How to start an Herb garden
An herb garden is the perfect addition for the home chef or for creating home beauty products with plants right out of your own garden. Herb gardens can be grown on the patio or in a few pots on the windowsill. You might also consider having herbs mixed in with flowers in your front flower bed. Most herb plants stay small (like thyme and oregano) and can be tucked into most open areas. The most important thing to consider is the sunlight needs for the herbs you choose. The majority of herbs will require at least 6 hours of direct sunlight each day. So a bright window will work or outdoors for most people.
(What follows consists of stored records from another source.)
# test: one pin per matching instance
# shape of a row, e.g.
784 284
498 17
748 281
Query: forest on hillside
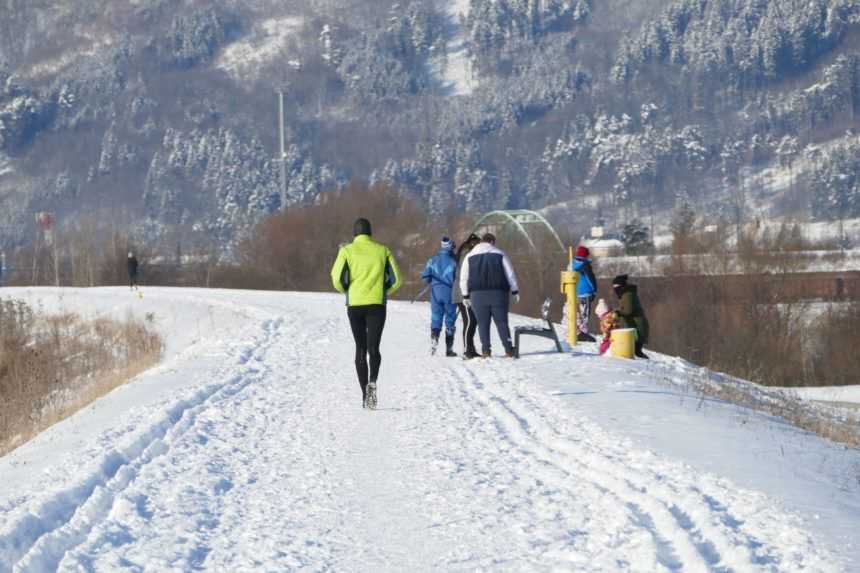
160 117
After you choose where you want your container garden, there are a few tips to make sure that the plants you grow are healthy. If you are planting in a container, make sure there are drainage holes so the plants are not sitting in a soggy wet mess. Give the plants some room to grow. And if you are planting them in one large container, plant them at least 4-6” away from other plants in all directions. You can also plant a single transplant into a pot and then group all the pots together to create a container garden. If planting directly in the ground, keep the same spacing distance for smaller plants but with larger plants like parsley or rosemary, give them at least 12” to grow.
An essential part of a healthy herb garden is feeding your plants a nutritious mix of fertilizer so they will produce nutrient-rich leaves. This is done simply by adding in both bone meal and blood meal to the potting soil. Bone meal is an organic fertilizer that helps to develop a healthy root system and blood meal is needed for leaf and flower development. It is best to apply the fertilizer at least monthly and water it in well when you do.
The most popular herbs to grow in an herb garden are basil, thyme, oregano, cilantro, parsley, rosemary, and lavender. Each of these herbs have tons of different varieties and can grow in most areas of the US. Most herbs need at least 4-6 hours of sunlight a day. Keep in mind that all herbs are perennials by nature but some do act like annuals in particular zones.
Water the herb garden daily the first week and then back off to twice a week. If the temperature rises above 90 degrees, water daily in the morning hours. Once the plants are 6” tall, snip off a few leaves to go into your favorite recipe as clipping the head leaves off signals to the plant to keep growing – so make sure you are harvesting at least a few times a month. Enjoy your herb garden!